Orkney Food

I’m in the Bangladeshi restaurant Dil Se having a nice chicken achari. I tried to get Orkney mutton, but it was only available on advance order. Seems fitting to have a curry even in this storm-swept outpost of the British Empire. I started my dinner with a cold steak & gravy pie (from Hawthorn Bakery, Shotts, Scotland) on the cliffs above Scapa bay, whither I had taken a lovely sunny walk after the day’s sessions. But there was still room for a curry.

My surname means “round twig”. One of the conventioneers was of the opinion that this name fits me. I guess all the cycling and walking and marital bliss tends to cancel out the stuff I eat. Boom shaka laka.

My B&B, Eastbank House, serves remarkable breakfasts.
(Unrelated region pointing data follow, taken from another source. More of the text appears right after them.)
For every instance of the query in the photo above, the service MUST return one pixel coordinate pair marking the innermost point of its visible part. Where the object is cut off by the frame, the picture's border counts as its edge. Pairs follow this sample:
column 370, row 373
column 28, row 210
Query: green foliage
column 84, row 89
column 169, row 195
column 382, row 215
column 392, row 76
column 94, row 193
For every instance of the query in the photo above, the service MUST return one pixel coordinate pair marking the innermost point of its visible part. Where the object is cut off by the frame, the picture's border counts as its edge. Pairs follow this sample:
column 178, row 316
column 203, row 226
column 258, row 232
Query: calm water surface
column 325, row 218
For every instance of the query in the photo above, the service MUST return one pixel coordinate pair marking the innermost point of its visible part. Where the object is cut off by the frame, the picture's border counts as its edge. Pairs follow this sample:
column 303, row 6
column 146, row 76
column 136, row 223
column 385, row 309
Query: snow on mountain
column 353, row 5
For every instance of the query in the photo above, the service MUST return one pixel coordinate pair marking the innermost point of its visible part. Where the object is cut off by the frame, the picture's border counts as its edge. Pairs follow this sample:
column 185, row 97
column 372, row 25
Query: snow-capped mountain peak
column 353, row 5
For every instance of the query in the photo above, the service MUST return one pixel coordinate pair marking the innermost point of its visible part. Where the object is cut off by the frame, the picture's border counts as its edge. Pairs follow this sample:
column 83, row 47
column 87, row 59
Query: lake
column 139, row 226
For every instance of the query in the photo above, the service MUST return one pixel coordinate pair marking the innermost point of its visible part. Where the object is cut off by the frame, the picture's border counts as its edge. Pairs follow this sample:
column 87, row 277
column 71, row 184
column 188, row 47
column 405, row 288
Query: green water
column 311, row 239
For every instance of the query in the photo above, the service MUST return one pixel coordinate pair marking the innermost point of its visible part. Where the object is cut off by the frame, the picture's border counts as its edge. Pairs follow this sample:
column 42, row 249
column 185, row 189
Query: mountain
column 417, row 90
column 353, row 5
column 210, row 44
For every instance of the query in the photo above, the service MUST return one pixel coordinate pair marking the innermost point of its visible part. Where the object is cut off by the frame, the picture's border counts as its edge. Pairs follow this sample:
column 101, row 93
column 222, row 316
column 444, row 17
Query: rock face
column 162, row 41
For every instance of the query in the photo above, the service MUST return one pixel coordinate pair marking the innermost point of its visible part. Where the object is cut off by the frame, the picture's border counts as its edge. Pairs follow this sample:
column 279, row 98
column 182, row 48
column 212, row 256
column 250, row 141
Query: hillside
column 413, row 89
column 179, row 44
This morning I had smoked haddock with poached eggs, grated cheese and toast. The remaining dish on the breakfast menu, smoked salmon and scrambled eggs, is too familiar (if not at that time of day), so tomorrow I’ll ask for the full English again.
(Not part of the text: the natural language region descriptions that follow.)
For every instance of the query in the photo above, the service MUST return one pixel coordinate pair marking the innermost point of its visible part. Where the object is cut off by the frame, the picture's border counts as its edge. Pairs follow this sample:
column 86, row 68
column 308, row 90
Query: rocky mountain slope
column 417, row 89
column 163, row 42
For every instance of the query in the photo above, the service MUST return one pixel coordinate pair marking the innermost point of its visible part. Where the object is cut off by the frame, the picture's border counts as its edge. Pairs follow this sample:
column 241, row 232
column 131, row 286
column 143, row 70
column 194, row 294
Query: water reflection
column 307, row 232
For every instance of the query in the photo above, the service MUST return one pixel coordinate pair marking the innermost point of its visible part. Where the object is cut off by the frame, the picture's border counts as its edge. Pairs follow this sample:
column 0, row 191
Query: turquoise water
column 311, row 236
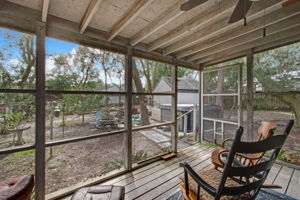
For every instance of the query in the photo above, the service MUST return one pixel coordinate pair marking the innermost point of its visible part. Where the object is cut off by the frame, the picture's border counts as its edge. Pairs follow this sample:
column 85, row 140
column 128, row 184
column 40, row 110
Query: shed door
column 221, row 109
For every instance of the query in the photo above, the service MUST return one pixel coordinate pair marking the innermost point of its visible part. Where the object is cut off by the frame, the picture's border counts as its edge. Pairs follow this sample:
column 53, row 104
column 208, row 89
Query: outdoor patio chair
column 219, row 156
column 231, row 184
column 19, row 188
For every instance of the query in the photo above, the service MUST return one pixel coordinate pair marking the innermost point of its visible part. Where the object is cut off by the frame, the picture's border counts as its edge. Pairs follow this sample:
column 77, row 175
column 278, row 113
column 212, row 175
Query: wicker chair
column 19, row 188
column 213, row 184
column 218, row 156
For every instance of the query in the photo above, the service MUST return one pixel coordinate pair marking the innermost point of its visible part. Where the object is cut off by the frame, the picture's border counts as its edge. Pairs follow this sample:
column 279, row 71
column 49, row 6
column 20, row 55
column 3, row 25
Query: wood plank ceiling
column 201, row 36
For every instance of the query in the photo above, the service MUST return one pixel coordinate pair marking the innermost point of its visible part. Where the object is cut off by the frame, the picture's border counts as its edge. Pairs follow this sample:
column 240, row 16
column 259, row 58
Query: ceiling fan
column 240, row 11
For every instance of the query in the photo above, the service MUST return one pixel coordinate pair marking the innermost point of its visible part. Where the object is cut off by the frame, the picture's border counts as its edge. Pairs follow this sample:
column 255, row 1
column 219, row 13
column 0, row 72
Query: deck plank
column 173, row 182
column 142, row 178
column 157, row 174
column 293, row 189
column 273, row 174
column 283, row 179
column 150, row 166
column 159, row 180
column 163, row 178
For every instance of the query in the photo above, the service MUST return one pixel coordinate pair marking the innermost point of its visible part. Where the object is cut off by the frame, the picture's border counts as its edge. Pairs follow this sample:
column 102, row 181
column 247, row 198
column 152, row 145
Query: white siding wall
column 183, row 98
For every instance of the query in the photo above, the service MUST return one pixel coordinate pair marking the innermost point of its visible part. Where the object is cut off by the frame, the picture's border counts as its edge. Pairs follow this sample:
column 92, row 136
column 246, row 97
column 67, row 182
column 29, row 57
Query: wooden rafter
column 132, row 13
column 238, row 31
column 192, row 25
column 23, row 19
column 89, row 13
column 269, row 29
column 215, row 28
column 290, row 33
column 45, row 10
column 158, row 23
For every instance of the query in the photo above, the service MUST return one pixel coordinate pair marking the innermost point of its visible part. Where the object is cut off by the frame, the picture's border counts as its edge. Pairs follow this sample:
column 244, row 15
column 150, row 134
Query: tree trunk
column 139, row 88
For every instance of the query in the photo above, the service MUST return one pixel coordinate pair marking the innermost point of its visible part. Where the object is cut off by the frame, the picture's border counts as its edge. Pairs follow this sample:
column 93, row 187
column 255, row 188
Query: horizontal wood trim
column 83, row 138
column 151, row 126
column 248, row 37
column 17, row 90
column 17, row 149
column 13, row 16
column 83, row 92
column 261, row 44
column 154, row 93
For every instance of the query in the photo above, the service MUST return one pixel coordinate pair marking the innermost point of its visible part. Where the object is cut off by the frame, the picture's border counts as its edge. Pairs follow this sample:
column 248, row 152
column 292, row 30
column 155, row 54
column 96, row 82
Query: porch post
column 250, row 95
column 199, row 117
column 40, row 112
column 128, row 110
column 174, row 108
column 201, row 105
Oh, the paper sessions? Better overall than yesterday, more meaty and empirical. Orkney, Shetland, Faeroes, Iceland — and cool new sites from the Finnish archipelago. Birka veteran Mary MacLeod practiced her Swedish on me! She’s currently doing contract archaeology in the Hebrides.

Tomorrow night I must have haggis.


6 thoughts on “Orkney Food

  1. The only problem that I had when I tried haggis was that I found it rather dull. Anyone who has eaten the full range of French, Chinese, and Japanese food should have no difficulty with haggis.